Next: The Problem
Up: Chapter 1: Qualitative Overview
Previous: Chapter 1: Qualitative Overview
Contrary to the pessimistic claims in the ecological inference literature
(since Robinson, 1950), aggregate data are sometimes useful
even
without inferences about individuals. Studies of incumbency
advantage, the political effects of redistricting plans, forecasts of
macro-economic conditions, and comparisons of infant mortality rates
across nations are just a few of the cases where both questions and
data coincide at the aggregate level.
Nevertheless, even studies
such as these that ask questions about aggregates can usually be
improved with valid inferences about the individuals who make up the
aggregates. And more importantly, numerous other questions exist for
which only valid ecological inferences will do.
Fundamental questions in most empirical subfields of political science require
ecological inferences. Researchers in many other fields of academic inquiry,
as well as the real world of public policy, also routinely try to make
inferences about the attributes of individual behavior from aggregate data. If
a valid method of making such inferences were available, scholars could provide
accurate answers to these questions with ecological data, and policymakers
could base their decisions on reliable scientific techniques. Many of the
ecological inferences pursued in these other fields are also of interest to
political scientists, which reemphasizes the close historical connection
between the ecological inference problem and political science research. The
following list represents a small sample of ecological inferences that have
been attempted in a variety of fields.
- In American public policy, ecological inferences are required to
implement key features of federal law. For example, the U.S. Voting Rights
Act of 1965 (and its extensions in 1970, 1975, and 1982) prohibited voting
discrimination on the basis of race, color, or language.
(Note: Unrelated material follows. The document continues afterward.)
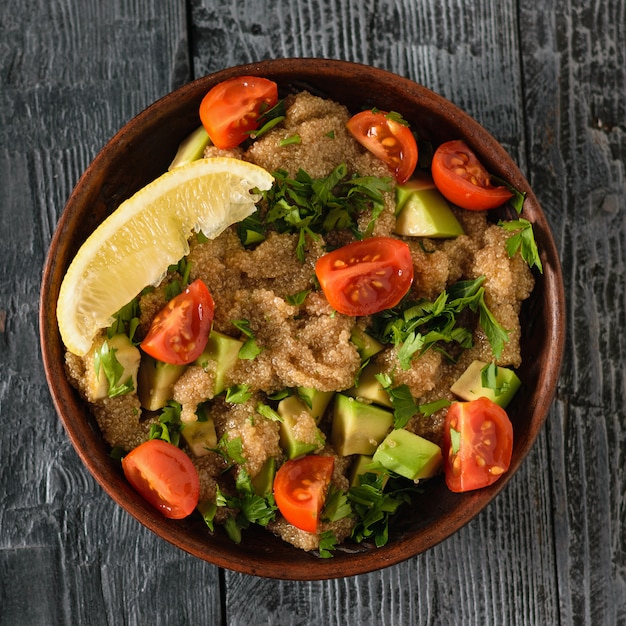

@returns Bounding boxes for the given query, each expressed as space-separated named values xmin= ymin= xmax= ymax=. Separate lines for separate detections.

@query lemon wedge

If discrimination is
found, the courts or the U.S. Justice Department can order a state or local
jurisdiction to redistrict its political boundaries, or to impose or prevent
various other changes in electoral laws. Under present law, legally significant
discrimination only exists when plaintiffs (or the Justice Department) can
first demonstrate that members of a minority group (usually African American or
Hispanic) vote both cohesively and differently from other voters.
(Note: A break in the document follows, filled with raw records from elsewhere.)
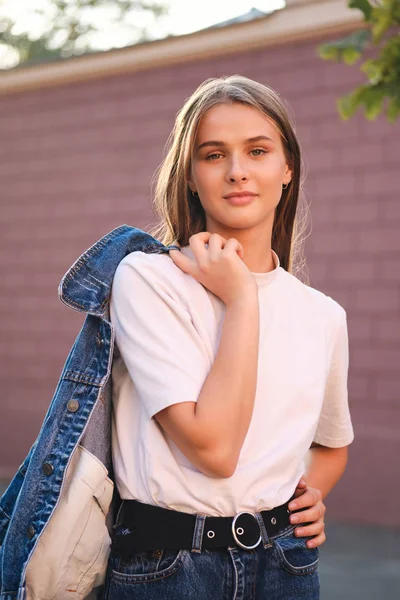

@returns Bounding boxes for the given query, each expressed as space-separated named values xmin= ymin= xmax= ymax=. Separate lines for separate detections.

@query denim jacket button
xmin=67 ymin=400 xmax=79 ymax=412
xmin=42 ymin=463 xmax=54 ymax=475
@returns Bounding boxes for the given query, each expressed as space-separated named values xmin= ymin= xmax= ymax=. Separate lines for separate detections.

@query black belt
xmin=111 ymin=495 xmax=294 ymax=556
Sometimes they must also prove that majority voters consistently prevent
minorities from electing a candidate of their choice. Since survey data are
rarely available in these cases, and because they are not often trustworthy in
racially polarized contests, an application of the Voting Rights Act requires a
valid ecological inference from electoral data and U.S. Census data.
Voting Rights Act assessments of minority and majority voting begins with
electoral returns from precincts, the smallest geographic unit for which
electoral data are available. In addition to the numbers of votes received by
each candidate in a precinct, census data also gives the fraction of voters in
the same precinct who are African American (or other minority) or
white.
With these two
sets of aggregate data, plaintiffs must make an ecological inference about how
each racial group casts its ballots. That is, since the secret ballot prevents
analysts from following voters into the voting booth and peering over their
shoulders as they cast their ballots, the voting behavior of each racial group
must be inferred using only aggregate electoral and census data. Because of
the inadequacy of current methods, in some situations the wrong policies are
being implemented: the wrong districts are being redrawn, and the wrong
electoral laws are being changed. (Given the great importance and practicality
of this problem, I will use it as a running example.)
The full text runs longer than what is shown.